История — дискурс о линейном движении времени в соответствии с причинами и следствиями; память — фрагментарное индивидуальное время, ландшафт образов и желаний.
Сложившийся за последние десятилетия дискурс коллективной памяти состоит в том, что мы должны утвердить память, чтобы не повторить катастрофы прошлых лет. То есть память должна служить преградой на пути повторения. Но реставрация и есть повторение, возвращение к прошлому, его возрождение. Она возникает рядом с историей и памятью, служит ареной этой борьбы идеологий и нарративов, но одновременно противостоит обеим, потому что имеет дело с конкретными вещами и по своей природе материальна.

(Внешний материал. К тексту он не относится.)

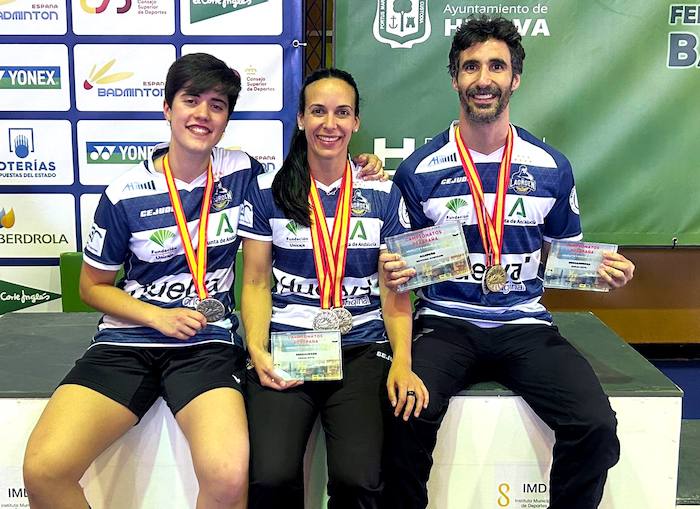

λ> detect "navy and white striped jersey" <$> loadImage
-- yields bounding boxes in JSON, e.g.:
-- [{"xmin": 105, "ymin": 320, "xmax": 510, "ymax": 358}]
[
  {"xmin": 83, "ymin": 143, "xmax": 263, "ymax": 348},
  {"xmin": 237, "ymin": 167, "xmax": 409, "ymax": 346},
  {"xmin": 393, "ymin": 122, "xmax": 582, "ymax": 327}
]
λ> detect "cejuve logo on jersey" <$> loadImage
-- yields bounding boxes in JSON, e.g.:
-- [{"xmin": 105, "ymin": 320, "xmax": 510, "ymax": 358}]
[
  {"xmin": 86, "ymin": 142, "xmax": 157, "ymax": 165},
  {"xmin": 0, "ymin": 67, "xmax": 61, "ymax": 89},
  {"xmin": 440, "ymin": 176, "xmax": 467, "ymax": 185},
  {"xmin": 351, "ymin": 189, "xmax": 370, "ymax": 216},
  {"xmin": 509, "ymin": 165, "xmax": 536, "ymax": 194},
  {"xmin": 373, "ymin": 0, "xmax": 431, "ymax": 49},
  {"xmin": 140, "ymin": 206, "xmax": 173, "ymax": 218},
  {"xmin": 275, "ymin": 275, "xmax": 374, "ymax": 298}
]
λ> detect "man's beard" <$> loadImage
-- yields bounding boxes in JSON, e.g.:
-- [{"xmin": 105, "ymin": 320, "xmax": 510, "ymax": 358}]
[{"xmin": 460, "ymin": 83, "xmax": 512, "ymax": 124}]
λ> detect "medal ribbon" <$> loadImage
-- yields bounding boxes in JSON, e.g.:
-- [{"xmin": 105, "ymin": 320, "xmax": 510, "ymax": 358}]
[
  {"xmin": 454, "ymin": 124, "xmax": 514, "ymax": 266},
  {"xmin": 163, "ymin": 153, "xmax": 215, "ymax": 300},
  {"xmin": 308, "ymin": 161, "xmax": 353, "ymax": 310}
]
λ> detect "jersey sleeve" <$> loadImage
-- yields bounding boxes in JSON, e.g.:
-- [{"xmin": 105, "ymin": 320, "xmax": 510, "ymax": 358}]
[
  {"xmin": 237, "ymin": 174, "xmax": 273, "ymax": 241},
  {"xmin": 83, "ymin": 192, "xmax": 131, "ymax": 271},
  {"xmin": 380, "ymin": 183, "xmax": 410, "ymax": 249},
  {"xmin": 542, "ymin": 155, "xmax": 583, "ymax": 242},
  {"xmin": 392, "ymin": 161, "xmax": 433, "ymax": 230}
]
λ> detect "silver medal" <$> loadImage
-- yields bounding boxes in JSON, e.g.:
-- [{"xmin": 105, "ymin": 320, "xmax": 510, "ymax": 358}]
[
  {"xmin": 313, "ymin": 309, "xmax": 340, "ymax": 331},
  {"xmin": 332, "ymin": 307, "xmax": 353, "ymax": 334},
  {"xmin": 196, "ymin": 297, "xmax": 226, "ymax": 322}
]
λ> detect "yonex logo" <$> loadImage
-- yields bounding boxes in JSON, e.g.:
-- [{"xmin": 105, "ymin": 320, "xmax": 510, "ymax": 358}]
[
  {"xmin": 86, "ymin": 142, "xmax": 156, "ymax": 164},
  {"xmin": 0, "ymin": 67, "xmax": 61, "ymax": 89}
]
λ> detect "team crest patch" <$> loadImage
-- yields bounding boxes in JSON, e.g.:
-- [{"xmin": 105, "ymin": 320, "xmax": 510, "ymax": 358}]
[
  {"xmin": 373, "ymin": 0, "xmax": 431, "ymax": 49},
  {"xmin": 211, "ymin": 181, "xmax": 232, "ymax": 211},
  {"xmin": 509, "ymin": 165, "xmax": 537, "ymax": 194},
  {"xmin": 351, "ymin": 189, "xmax": 371, "ymax": 216}
]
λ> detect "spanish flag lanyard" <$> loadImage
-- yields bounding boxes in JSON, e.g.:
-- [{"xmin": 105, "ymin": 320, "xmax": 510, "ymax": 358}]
[
  {"xmin": 308, "ymin": 160, "xmax": 354, "ymax": 334},
  {"xmin": 163, "ymin": 153, "xmax": 225, "ymax": 322},
  {"xmin": 454, "ymin": 124, "xmax": 514, "ymax": 293}
]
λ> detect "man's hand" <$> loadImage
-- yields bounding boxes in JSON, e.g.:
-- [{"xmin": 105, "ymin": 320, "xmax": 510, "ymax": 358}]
[
  {"xmin": 353, "ymin": 153, "xmax": 388, "ymax": 181},
  {"xmin": 379, "ymin": 252, "xmax": 416, "ymax": 291},
  {"xmin": 598, "ymin": 252, "xmax": 635, "ymax": 289},
  {"xmin": 150, "ymin": 307, "xmax": 207, "ymax": 340},
  {"xmin": 387, "ymin": 361, "xmax": 429, "ymax": 421}
]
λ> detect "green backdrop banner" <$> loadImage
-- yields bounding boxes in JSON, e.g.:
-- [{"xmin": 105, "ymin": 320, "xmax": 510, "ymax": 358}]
[{"xmin": 335, "ymin": 0, "xmax": 700, "ymax": 246}]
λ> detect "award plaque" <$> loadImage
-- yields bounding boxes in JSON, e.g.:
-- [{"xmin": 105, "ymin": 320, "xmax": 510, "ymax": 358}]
[
  {"xmin": 543, "ymin": 240, "xmax": 618, "ymax": 292},
  {"xmin": 385, "ymin": 222, "xmax": 471, "ymax": 293},
  {"xmin": 271, "ymin": 330, "xmax": 343, "ymax": 381}
]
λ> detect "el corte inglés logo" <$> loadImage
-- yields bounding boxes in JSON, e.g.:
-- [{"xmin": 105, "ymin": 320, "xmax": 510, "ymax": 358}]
[
  {"xmin": 190, "ymin": 0, "xmax": 267, "ymax": 24},
  {"xmin": 0, "ymin": 279, "xmax": 61, "ymax": 313}
]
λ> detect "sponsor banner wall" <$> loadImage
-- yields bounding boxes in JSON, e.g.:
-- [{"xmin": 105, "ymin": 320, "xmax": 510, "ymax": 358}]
[
  {"xmin": 0, "ymin": 0, "xmax": 303, "ymax": 314},
  {"xmin": 335, "ymin": 0, "xmax": 700, "ymax": 245}
]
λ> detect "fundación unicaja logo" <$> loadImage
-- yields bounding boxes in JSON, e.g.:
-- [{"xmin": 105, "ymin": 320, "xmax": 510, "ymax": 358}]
[
  {"xmin": 149, "ymin": 229, "xmax": 175, "ymax": 247},
  {"xmin": 83, "ymin": 59, "xmax": 134, "ymax": 90},
  {"xmin": 373, "ymin": 0, "xmax": 431, "ymax": 49},
  {"xmin": 190, "ymin": 0, "xmax": 268, "ymax": 24},
  {"xmin": 80, "ymin": 0, "xmax": 132, "ymax": 14}
]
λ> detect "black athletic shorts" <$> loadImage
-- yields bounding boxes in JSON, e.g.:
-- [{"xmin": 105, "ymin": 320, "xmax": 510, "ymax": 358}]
[{"xmin": 60, "ymin": 342, "xmax": 246, "ymax": 420}]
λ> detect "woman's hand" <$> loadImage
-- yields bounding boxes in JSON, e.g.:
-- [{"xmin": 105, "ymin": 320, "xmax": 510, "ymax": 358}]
[
  {"xmin": 353, "ymin": 153, "xmax": 388, "ymax": 181},
  {"xmin": 248, "ymin": 346, "xmax": 303, "ymax": 391},
  {"xmin": 387, "ymin": 360, "xmax": 429, "ymax": 421},
  {"xmin": 149, "ymin": 307, "xmax": 207, "ymax": 340}
]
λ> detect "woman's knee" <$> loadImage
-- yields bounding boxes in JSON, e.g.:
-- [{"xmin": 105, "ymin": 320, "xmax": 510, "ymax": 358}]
[
  {"xmin": 196, "ymin": 457, "xmax": 248, "ymax": 503},
  {"xmin": 23, "ymin": 443, "xmax": 83, "ymax": 496}
]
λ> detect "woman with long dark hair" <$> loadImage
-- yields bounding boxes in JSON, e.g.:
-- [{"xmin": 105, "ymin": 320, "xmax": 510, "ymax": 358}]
[{"xmin": 238, "ymin": 68, "xmax": 429, "ymax": 508}]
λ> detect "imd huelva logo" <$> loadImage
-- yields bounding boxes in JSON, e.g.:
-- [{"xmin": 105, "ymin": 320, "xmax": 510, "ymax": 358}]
[{"xmin": 373, "ymin": 0, "xmax": 431, "ymax": 49}]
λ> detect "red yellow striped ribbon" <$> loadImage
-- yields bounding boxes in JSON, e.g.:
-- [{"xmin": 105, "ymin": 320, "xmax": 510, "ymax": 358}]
[
  {"xmin": 308, "ymin": 161, "xmax": 353, "ymax": 309},
  {"xmin": 163, "ymin": 153, "xmax": 215, "ymax": 300},
  {"xmin": 454, "ymin": 124, "xmax": 514, "ymax": 266}
]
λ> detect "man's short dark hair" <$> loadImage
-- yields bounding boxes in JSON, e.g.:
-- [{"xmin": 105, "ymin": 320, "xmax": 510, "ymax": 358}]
[
  {"xmin": 448, "ymin": 17, "xmax": 526, "ymax": 78},
  {"xmin": 164, "ymin": 53, "xmax": 241, "ymax": 117}
]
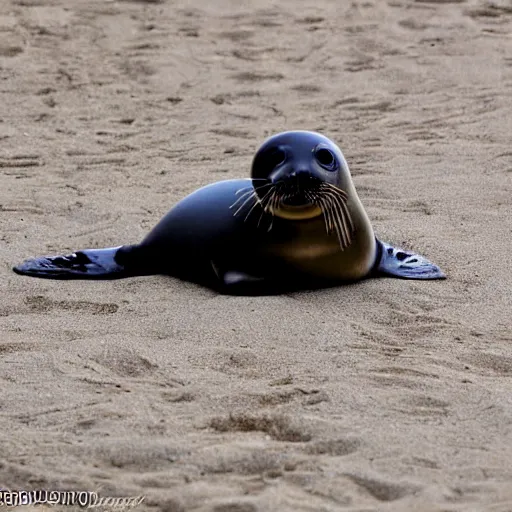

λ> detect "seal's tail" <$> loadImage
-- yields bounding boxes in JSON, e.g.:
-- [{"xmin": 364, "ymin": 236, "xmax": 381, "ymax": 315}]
[{"xmin": 13, "ymin": 246, "xmax": 141, "ymax": 280}]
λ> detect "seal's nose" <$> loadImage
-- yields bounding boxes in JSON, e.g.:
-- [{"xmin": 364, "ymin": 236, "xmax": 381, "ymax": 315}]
[
  {"xmin": 271, "ymin": 167, "xmax": 322, "ymax": 186},
  {"xmin": 271, "ymin": 168, "xmax": 307, "ymax": 185},
  {"xmin": 288, "ymin": 170, "xmax": 317, "ymax": 185}
]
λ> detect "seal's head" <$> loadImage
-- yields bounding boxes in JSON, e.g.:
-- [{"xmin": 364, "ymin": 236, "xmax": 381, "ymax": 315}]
[{"xmin": 250, "ymin": 131, "xmax": 355, "ymax": 248}]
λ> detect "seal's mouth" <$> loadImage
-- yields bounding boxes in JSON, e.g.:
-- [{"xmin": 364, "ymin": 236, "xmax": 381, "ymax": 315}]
[
  {"xmin": 276, "ymin": 173, "xmax": 321, "ymax": 208},
  {"xmin": 230, "ymin": 178, "xmax": 355, "ymax": 251},
  {"xmin": 280, "ymin": 192, "xmax": 312, "ymax": 207}
]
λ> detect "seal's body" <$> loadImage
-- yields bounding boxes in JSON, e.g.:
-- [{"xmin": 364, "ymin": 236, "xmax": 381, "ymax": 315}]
[{"xmin": 14, "ymin": 131, "xmax": 444, "ymax": 294}]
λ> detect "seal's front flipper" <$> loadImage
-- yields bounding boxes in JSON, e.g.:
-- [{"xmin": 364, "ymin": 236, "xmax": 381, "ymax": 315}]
[
  {"xmin": 375, "ymin": 240, "xmax": 445, "ymax": 280},
  {"xmin": 13, "ymin": 247, "xmax": 129, "ymax": 280}
]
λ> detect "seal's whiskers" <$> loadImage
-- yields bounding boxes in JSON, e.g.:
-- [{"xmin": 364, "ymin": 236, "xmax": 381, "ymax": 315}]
[
  {"xmin": 244, "ymin": 186, "xmax": 274, "ymax": 223},
  {"xmin": 232, "ymin": 192, "xmax": 258, "ymax": 217},
  {"xmin": 230, "ymin": 182, "xmax": 273, "ymax": 216},
  {"xmin": 316, "ymin": 183, "xmax": 354, "ymax": 250},
  {"xmin": 267, "ymin": 188, "xmax": 282, "ymax": 232},
  {"xmin": 230, "ymin": 179, "xmax": 354, "ymax": 248}
]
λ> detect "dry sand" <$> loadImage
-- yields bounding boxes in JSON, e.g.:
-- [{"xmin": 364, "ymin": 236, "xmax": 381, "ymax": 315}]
[{"xmin": 1, "ymin": 0, "xmax": 512, "ymax": 510}]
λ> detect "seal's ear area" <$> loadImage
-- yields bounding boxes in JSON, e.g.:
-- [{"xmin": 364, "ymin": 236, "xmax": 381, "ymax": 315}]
[
  {"xmin": 13, "ymin": 247, "xmax": 128, "ymax": 280},
  {"xmin": 375, "ymin": 240, "xmax": 446, "ymax": 280}
]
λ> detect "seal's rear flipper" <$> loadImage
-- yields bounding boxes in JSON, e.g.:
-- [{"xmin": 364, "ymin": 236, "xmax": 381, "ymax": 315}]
[
  {"xmin": 13, "ymin": 247, "xmax": 132, "ymax": 280},
  {"xmin": 375, "ymin": 239, "xmax": 445, "ymax": 280}
]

— А что дает эта материальность?
— С одной стороны, здесь есть тактильное, эмпирическое познание прошлого как бы наощупь, в субстанции старой вещи и в тонкостях ее сделанности, в том числе с помощью сложных инструментов вплоть до искусственного интеллекта. Работая с произведением искусства, реставратор углубляется в биографию вещи и ее материал. А с другой — экономический аспект, то есть момент ценности и стоимости. Такая двойная материальность: в составе конкретной вещи и в практике экономических обменов, основанных на символической ценности и рыночной стоимости. Грубо говоря, вы отбираете в прошлом нечто, что считаете ценным, сохраняете и присваиваете это.
Реставрация — пример в буквальном смысле манипуляции прошлым. Мне представляется, что это третий дискурс прошлого, воплощенная в материальности вещей и институций практика присвоения истории.
— Но в понятии реставрации есть ведь и политическая метафорика?
— Действительно есть эта многозначность: реставрация художественная и реставрация политическая. Здесь есть интересный параллелизм. О политической реставрации обычно пишут как о явлении истории XIX века — реставрациях монархий после революционных событий. Либеральные историки называют эпохой политических реставраций в Европе почти столетие от падения Наполеона до разгрома первой русской революции. Но практически весь этот период проходит и под знаком достижений художественно-исторической реставрации. Реставрация средневековых соборов становится символом общественного и технического прогресса. Историческое, политическое и художественное воображение манипулирует одними и теми же фигурами и символами. Здесь можно вспомнить мысль Ханны Арендт о том, что революция — это всегда поворот назад, она ставит у истории за спиной совершенно новую точку начала, образ некоего золотого века, к которому надо вернуться, чтобы очиститься от искаженной истории, в которой мы жили до сих пор, от ее несправедливостей и уродств. У реставрации ровно такой же миф — идеального, первоначального, не тронутого никаким гниением, никакой эксплуатацией состояния вещи, которое надо восстановить, просто освободив ее от наростов, причем средствами необходимого насилия. В этом смысле реставрация имеет своего антипода не только в антиреставрации, то есть в защите «священных камней», как это назвал Рёскин, но и в археологии. Археолог считает подлинным состоянием вещи то, в котором он ее обнаружил; подлинная вещь — это руина, то, что от вещи осталось на данный момент. Реставратор же достраивает найденное до воображаемой цельности образа, как это делал Виолле-ле-Дюк, отец исторической реставрации и один из героев моей книжки, создававший в середине XIX века исторические памятники, достраивая средневековые руины в соответствии с их «Идеей».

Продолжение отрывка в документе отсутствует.